Parágrafo único – Incidirá na mesma multa a interrupção no abastecimento de veículos com os novos combustíveis menos poluentes propostos.
Artigo 10º
Será caracterizado como descumprimento dos contratos de concessão de operação ou contratos de serviço o não atendimento das metas.
Artigo 11º
A inspeção periódica, a ser vinculada ao licenciamento anual, para o controle de emissão de poluentes atmosféricos e ruído deverá ser retomada para todos os veículos automotores a combustão interna (ônibus, micro-ônibus, caminhões, utilitários, vans, automóveis, motocicletas entre outros), registrados no município, no prazo de 18 (dezoito) meses, contados da data de publicação desta Lei.
Parágrafo 1º – Também estarão sujeitos à inspeção periódica obrigatória os ônibus intermunicipais e os veículos que realizarem serviços de fretamento de passageiros e transporte escolar, emplacados em outros municípios, mas que, por força de regulamentação e atividade regular exercida no território do município, forem registrados em São Paulo para exercício da atividade.

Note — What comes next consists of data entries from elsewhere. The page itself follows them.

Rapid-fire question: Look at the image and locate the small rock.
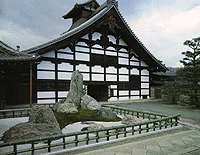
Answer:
[81,94,101,110]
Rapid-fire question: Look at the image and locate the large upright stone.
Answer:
[81,94,101,110]
[65,70,83,108]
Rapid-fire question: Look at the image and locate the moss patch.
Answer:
[54,109,121,130]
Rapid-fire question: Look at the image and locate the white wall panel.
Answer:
[37,91,55,98]
[130,61,140,66]
[108,35,116,44]
[141,83,149,88]
[58,63,73,71]
[119,68,128,74]
[76,52,90,61]
[141,69,149,75]
[82,73,90,81]
[92,74,104,81]
[113,90,117,96]
[141,89,149,95]
[131,90,140,95]
[106,67,117,74]
[58,91,68,97]
[106,75,117,81]
[119,53,129,58]
[58,47,73,53]
[76,64,89,72]
[57,53,74,60]
[108,97,117,101]
[37,61,55,70]
[37,99,56,104]
[110,85,117,89]
[92,66,104,73]
[42,51,55,58]
[37,71,55,79]
[131,68,139,75]
[58,72,72,80]
[119,97,129,100]
[131,96,140,100]
[141,76,149,82]
[141,61,148,66]
[119,90,129,95]
[76,46,90,53]
[119,75,129,81]
[81,34,89,39]
[92,32,101,40]
[119,39,128,46]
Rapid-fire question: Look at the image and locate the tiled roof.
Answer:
[0,40,38,61]
[23,1,168,71]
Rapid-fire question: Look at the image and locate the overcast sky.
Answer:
[0,0,200,67]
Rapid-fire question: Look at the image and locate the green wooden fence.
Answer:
[0,105,180,155]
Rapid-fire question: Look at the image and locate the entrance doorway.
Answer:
[88,85,108,101]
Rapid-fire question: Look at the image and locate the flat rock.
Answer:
[57,101,78,114]
[99,107,118,119]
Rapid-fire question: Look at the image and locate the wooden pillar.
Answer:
[30,63,33,107]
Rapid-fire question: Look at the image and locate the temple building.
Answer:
[0,0,168,107]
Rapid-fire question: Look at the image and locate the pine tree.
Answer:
[180,37,200,106]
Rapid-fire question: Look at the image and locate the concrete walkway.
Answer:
[46,100,200,155]
[46,127,200,155]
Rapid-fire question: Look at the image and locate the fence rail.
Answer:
[0,108,31,119]
[0,105,180,155]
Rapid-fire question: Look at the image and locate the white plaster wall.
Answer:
[110,85,117,89]
[119,68,128,74]
[75,46,90,53]
[42,51,55,58]
[119,97,129,100]
[141,83,149,88]
[131,90,140,95]
[57,53,74,60]
[141,76,149,82]
[76,52,90,61]
[92,66,104,73]
[81,34,89,39]
[37,99,56,104]
[37,71,55,79]
[37,61,55,70]
[108,35,116,44]
[37,91,55,98]
[119,75,129,81]
[119,39,128,46]
[119,53,129,58]
[58,63,73,71]
[82,73,90,81]
[119,90,129,95]
[131,68,139,75]
[141,89,149,95]
[130,61,140,66]
[58,91,68,97]
[58,72,72,80]
[58,47,73,53]
[92,74,104,81]
[106,75,117,81]
[118,58,129,65]
[141,61,148,66]
[92,32,101,40]
[141,69,149,75]
[106,67,117,74]
[76,64,89,72]
[108,97,117,101]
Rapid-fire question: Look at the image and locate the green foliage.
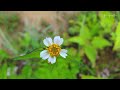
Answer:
[99,11,115,33]
[85,46,97,67]
[0,11,120,79]
[113,22,120,51]
[0,64,7,79]
[0,49,9,60]
[68,12,114,66]
[0,13,19,32]
[14,49,41,60]
[81,75,105,79]
[92,37,111,49]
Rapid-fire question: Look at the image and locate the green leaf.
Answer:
[92,37,111,49]
[80,26,91,40]
[84,45,97,67]
[22,65,32,78]
[14,49,42,60]
[68,36,85,45]
[99,11,115,33]
[113,22,120,50]
[0,64,7,79]
[81,75,104,79]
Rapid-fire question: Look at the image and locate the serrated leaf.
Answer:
[14,49,42,60]
[80,26,91,40]
[113,22,120,50]
[99,11,114,33]
[22,65,32,78]
[84,46,97,67]
[68,36,85,45]
[92,37,111,49]
[0,64,7,79]
[81,75,104,79]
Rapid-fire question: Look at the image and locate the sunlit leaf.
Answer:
[85,45,97,67]
[14,49,42,60]
[113,22,120,50]
[92,37,111,49]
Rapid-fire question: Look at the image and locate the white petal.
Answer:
[60,49,67,58]
[54,36,61,45]
[43,38,53,46]
[48,57,56,64]
[40,50,50,60]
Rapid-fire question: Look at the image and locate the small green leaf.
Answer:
[0,64,7,79]
[69,36,85,45]
[92,37,111,49]
[99,11,115,33]
[22,65,32,78]
[14,49,42,60]
[84,45,97,67]
[81,75,104,79]
[113,22,120,50]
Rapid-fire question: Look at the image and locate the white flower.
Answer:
[40,36,67,64]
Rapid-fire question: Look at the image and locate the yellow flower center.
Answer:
[47,44,61,57]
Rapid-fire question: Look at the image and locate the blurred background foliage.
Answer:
[0,11,120,79]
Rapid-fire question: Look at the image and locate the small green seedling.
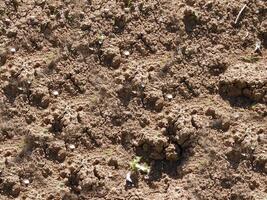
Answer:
[97,34,106,44]
[241,56,260,63]
[130,157,150,174]
[127,0,132,7]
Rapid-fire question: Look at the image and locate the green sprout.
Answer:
[130,157,150,174]
[97,34,106,44]
[127,0,132,7]
[241,55,260,63]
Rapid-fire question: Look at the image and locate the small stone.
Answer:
[7,28,17,38]
[52,90,59,96]
[126,172,133,183]
[0,49,7,66]
[166,94,173,100]
[22,179,30,185]
[69,144,76,150]
[123,51,130,56]
[108,158,119,169]
[10,47,16,53]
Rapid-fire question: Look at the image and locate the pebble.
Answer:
[69,144,76,150]
[10,48,16,53]
[52,90,59,96]
[23,179,30,185]
[126,172,133,183]
[166,94,173,100]
[123,51,130,56]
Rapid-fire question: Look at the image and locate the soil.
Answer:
[0,0,267,200]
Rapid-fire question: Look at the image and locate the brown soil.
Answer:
[0,0,267,200]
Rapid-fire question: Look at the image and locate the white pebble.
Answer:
[123,51,130,56]
[23,179,30,185]
[52,90,59,96]
[166,94,173,100]
[10,48,16,53]
[126,172,133,183]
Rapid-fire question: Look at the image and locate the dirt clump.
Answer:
[0,0,267,200]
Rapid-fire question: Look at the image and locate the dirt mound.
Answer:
[0,0,267,200]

Parágrafo 2º – A inspeção veicular será coordenada pela Secretaria Municipal de Mobilidade e Transportes, ficando esta a cargo dos registros, compilação de resultados, divulgação periódica e manter as demais secretarias envolvidas.

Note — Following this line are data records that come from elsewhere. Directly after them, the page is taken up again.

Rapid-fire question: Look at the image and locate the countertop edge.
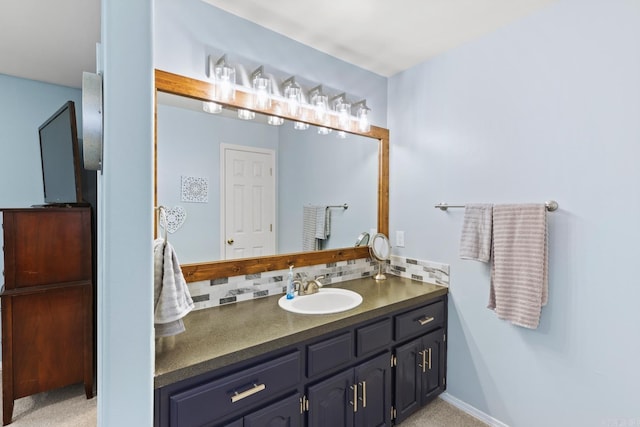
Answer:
[154,282,448,389]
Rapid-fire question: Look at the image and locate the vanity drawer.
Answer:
[169,351,301,427]
[356,319,393,357]
[307,332,353,378]
[396,300,444,341]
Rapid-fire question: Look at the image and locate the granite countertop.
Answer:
[154,275,448,388]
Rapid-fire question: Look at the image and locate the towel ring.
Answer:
[156,205,168,243]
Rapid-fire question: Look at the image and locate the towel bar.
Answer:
[434,200,558,212]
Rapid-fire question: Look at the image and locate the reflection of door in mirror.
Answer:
[156,93,378,264]
[220,144,276,259]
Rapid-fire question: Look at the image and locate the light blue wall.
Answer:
[0,74,82,208]
[389,0,640,427]
[154,0,387,127]
[97,0,154,427]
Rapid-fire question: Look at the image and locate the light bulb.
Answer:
[238,109,256,120]
[202,102,222,114]
[267,116,284,126]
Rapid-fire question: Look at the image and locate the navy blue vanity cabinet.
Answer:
[155,294,447,427]
[305,352,391,427]
[232,394,302,427]
[160,351,302,427]
[394,301,446,424]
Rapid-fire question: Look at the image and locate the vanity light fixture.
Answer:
[353,99,371,132]
[331,93,351,128]
[202,101,222,114]
[209,55,236,101]
[267,116,284,126]
[251,65,271,110]
[282,77,302,117]
[309,85,329,124]
[238,108,256,120]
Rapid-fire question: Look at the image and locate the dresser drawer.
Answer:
[169,351,300,427]
[396,301,444,341]
[307,332,353,378]
[356,319,393,357]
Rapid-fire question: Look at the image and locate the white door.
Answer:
[220,144,276,259]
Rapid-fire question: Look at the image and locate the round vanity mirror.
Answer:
[369,233,391,280]
[355,231,369,248]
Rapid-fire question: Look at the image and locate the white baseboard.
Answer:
[440,392,509,427]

Parágrafo 3º – A inspeção veicular adotará como referência os limites fixados pelo Programa de Controle de Emissões Veiculares (Proconve) e outras regulamentações aplicáveis, incluindo as para itens de segurança.
Parágrafo 4º – Ficarão dispensados da inspeção veicular:
I – Veículos novos nos 3 (três) primeiros anos de vida, contados a partir do ano de fabricação, para então ser efetuada a cada 2 (dois) anos. Após 11 (onze) anos, a inspeção passará a ser anual;
II – Veículos elétricos puros e híbrido-elétricos e movidos a outras tecnologias limpas e não fósseis, como células de combustível a hidrogênio e ar comprimido;
III – Os veículos já obrigados à inspeção anual, segundo normativa expedida pela Instituto Nacional de Metrologia, Normalização e Qualidade Ambiental (INMETRO) para motores a gás natural, ficam isentos de realizar a inspeção aqui prevista.

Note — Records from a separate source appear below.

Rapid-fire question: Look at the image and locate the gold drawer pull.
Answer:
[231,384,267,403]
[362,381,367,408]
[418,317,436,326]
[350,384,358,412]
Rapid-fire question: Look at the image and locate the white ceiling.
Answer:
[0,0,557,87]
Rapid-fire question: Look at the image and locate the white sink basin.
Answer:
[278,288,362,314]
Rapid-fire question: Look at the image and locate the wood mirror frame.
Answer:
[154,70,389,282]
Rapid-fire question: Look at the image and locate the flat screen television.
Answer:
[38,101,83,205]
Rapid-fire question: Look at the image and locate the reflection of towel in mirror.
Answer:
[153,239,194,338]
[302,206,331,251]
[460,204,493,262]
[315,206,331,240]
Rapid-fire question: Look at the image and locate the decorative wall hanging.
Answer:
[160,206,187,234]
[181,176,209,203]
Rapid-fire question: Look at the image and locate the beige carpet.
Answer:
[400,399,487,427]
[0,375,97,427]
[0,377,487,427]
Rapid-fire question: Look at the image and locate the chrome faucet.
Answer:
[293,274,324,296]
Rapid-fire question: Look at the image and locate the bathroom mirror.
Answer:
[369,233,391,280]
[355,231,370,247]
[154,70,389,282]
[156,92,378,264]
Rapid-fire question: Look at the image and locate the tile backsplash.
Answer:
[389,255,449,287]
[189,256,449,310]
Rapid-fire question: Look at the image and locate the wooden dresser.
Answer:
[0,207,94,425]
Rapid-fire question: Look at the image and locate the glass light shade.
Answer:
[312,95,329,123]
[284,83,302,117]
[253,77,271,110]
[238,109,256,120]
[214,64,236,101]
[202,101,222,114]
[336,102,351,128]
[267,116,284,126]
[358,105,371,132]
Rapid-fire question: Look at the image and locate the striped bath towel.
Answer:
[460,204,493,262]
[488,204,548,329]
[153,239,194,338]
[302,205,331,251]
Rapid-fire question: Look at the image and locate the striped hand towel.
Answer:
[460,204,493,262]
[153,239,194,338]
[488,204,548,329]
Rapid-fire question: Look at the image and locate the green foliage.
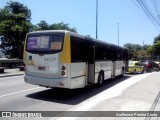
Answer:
[34,20,77,33]
[0,1,32,58]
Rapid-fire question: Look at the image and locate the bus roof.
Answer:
[27,30,127,50]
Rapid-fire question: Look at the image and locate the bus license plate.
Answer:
[38,67,46,71]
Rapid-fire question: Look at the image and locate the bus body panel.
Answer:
[70,62,87,89]
[24,30,127,89]
[24,74,70,88]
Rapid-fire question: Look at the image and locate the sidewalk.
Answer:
[0,68,24,78]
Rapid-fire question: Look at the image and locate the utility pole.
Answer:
[117,23,119,46]
[96,0,98,39]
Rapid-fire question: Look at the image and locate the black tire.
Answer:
[97,72,104,86]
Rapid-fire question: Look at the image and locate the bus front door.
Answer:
[87,46,95,83]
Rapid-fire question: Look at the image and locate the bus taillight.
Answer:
[61,71,66,76]
[61,66,66,70]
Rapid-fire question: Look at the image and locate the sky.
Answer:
[0,0,159,46]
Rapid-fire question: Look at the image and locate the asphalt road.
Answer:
[0,72,160,120]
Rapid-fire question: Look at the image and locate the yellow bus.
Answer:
[23,30,128,89]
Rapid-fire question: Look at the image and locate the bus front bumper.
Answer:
[24,75,68,88]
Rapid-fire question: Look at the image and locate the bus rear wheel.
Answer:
[98,72,104,86]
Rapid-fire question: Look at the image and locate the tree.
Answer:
[0,1,32,58]
[34,20,77,33]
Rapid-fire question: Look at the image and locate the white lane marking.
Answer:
[50,73,154,120]
[0,87,41,98]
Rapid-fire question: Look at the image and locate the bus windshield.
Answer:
[26,34,64,53]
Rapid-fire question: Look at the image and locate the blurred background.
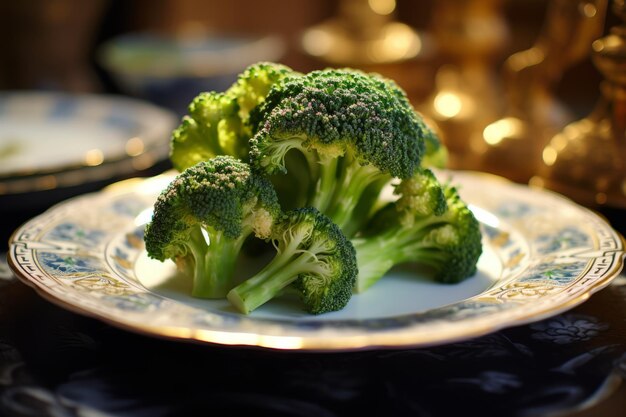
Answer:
[0,0,626,239]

Parágrafo 5º – Veículos antigos emplacados como de colecionadores ficarão sujeitos a requisitos específicos estabelecidos em regulamentação própria.
Artigo 12º
A não realização da inspeção veicular incorrerá em pena de pagamento de multa anual no valor de R$ 500,00 (quinhentos reais) por cada unidade veicular não inspecionada, a ser recolhida em favor do Fundo Especial do Meio Ambiente de Desenvolvimento Sustentável (FEMA).
Parágrafo 1º – A multa será majorada e cobrada em dobro a cada ano seguinte ao em que a inspeção deveria ter sido realizada.
Artigo 13º
As multas serão recolhidas em favor do Fundo Especial do Meio Ambiente de Desenvolvimento Sustentável (FEMA).
Parágrafo único – Os recursos arrecadados serão alocados no FEMA em centro de custo vinculado a projetos para redução das poluições atmosférica e climática.
Artigo 14º
O valor das multas estabelecidas pelos Artigos 9º, 10º e 14 será atualizado anualmente pela variação do Índice de Preços ao Consumidor Amplo – IPCA, apurado pelo Instituto Brasileiro de Geografia e Estatística – IBGE, acumulada no exercício anterior, sendo que, no caso de extinção deste índice, será aplicado outro que venha a substituí-lo.
Artigo 15º
O Poder Executivo regulamentará a presente Lei no prazo de 90 (noventa) dias a contar da data de sua publicação.
Artigo 16º
As despesas decorrentes da aplicação desta Lei correrão por conta de verbas orçamentárias próprias, suplementadas se necessário.
Artigo 17º
Esta Lei entra em vigor na data de sua publicação, revogadas as disposições em contrário, em especial o Artigo 50 da Lei Municipal nº 14.933/2009.